Was war das Lustigste oder Unvergesslichste, das Ihnen während Ihrer Arbeit bei TC passiert ist?
Einer meiner unvergesslichsten Momente bei der Arbeit ereignete sich im Produktionsbereich, als mir ein Mitarbeiter von sich aus den Standort des Erste-Hilfe-Kastens zeigte – ohne, dass ich danach gefragt hatte. Neben meiner Tätigkeit als Finanzmanager und 5S-Leiter bei TCSEA bin ich auch Erste-Hilfe-Leiter.
Vor zwei Jahren, während unseres ersten internen Audits nach ISO 45001, bat ein Auditor einen Mitarbeiter der Qualitätssicherung, ihm den nächstgelegenen Erste-Hilfe-Kasten zu zeigen, und der Mitarbeiter konnte aufgrund seiner Nervosität keine Antwort geben. Seitdem habe ich es mir zur Gewohnheit gemacht, den Mitarbeiter bei jedem Besuch in der Produktion zu fragen, wo sich der Erste-Hilfe-Kasten befindet.

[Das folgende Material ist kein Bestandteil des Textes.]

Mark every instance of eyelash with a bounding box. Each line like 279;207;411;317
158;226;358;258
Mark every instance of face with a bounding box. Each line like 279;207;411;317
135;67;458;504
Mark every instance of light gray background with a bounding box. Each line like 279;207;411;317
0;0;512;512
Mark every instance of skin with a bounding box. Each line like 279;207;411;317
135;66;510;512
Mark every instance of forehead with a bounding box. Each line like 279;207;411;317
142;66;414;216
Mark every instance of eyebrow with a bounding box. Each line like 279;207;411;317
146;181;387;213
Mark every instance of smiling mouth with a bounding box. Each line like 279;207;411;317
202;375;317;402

Nachdem ich dies etwa ein Jahr lang konsequent getan hatte, wurde es zur Selbstverständlichkeit. Seitdem zeigt er mir stolz und automatisch, wo sich der Verbandskasten befindet, wenn er mich sieht. Es war ein lustiger Moment, aber auch sehr befriedigend – es zeigte, dass das Bewusstsein wirklich Teil unserer Sicherheitskultur geworden war.
Ist es schwierig, Beruf und Privatleben unter einen Hut zu bringen?

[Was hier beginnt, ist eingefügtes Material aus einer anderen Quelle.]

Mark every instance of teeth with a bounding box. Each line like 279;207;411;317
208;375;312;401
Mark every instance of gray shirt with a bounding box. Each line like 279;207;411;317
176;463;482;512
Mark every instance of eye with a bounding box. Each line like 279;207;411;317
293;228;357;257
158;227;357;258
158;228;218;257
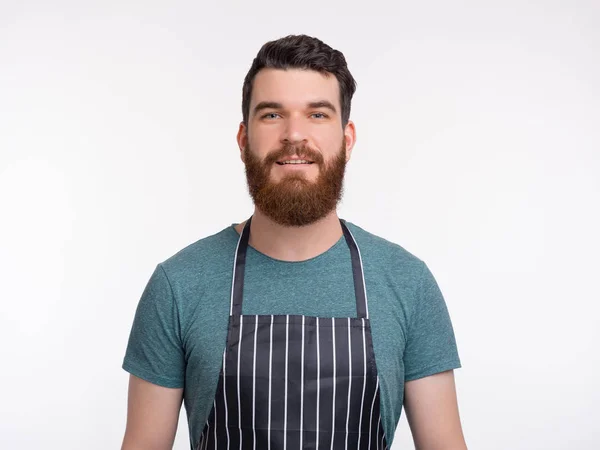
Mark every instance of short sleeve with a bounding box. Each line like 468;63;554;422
122;264;185;388
404;264;461;381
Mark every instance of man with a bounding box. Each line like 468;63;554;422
123;35;466;450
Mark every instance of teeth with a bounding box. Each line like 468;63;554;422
283;159;309;164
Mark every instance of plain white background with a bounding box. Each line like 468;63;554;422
0;0;600;450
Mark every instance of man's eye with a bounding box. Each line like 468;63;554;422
263;113;279;119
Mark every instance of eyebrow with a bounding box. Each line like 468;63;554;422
253;100;337;114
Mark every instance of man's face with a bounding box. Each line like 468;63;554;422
238;69;355;226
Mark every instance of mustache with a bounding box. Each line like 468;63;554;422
264;144;323;165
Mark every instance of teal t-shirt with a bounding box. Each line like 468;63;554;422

Ja, das kann manchmal eine Herausforderung sein – aber mit der richtigen Einstellung und Unterstützung ist es machbar. Es gibt Zeiten, in denen die Arbeit mehr Zeit und Energie erfordert, insbesondere bei Terminen oder kritischen Projekten, und das kann sich auf die Freizeit auswirken.
Es macht jedoch einen großen Unterschied, Grenzen und Prioritäten zu setzen und organisiert zu sein. Ich habe gelernt, dass Balance nicht bedeutet, jeden Tag allen Dingen gleich viel Zeit zu widmen, sondern zu wissen, wann man sich auf die Arbeit konzentrieren und wann man einen Schritt zurücktreten und neue Energie tanken muss. Mit Flexibilität und Selbstfürsorge ist es möglich, beruflich zu wachsen und gleichzeitig ein erfülltes Privatleben zu führen.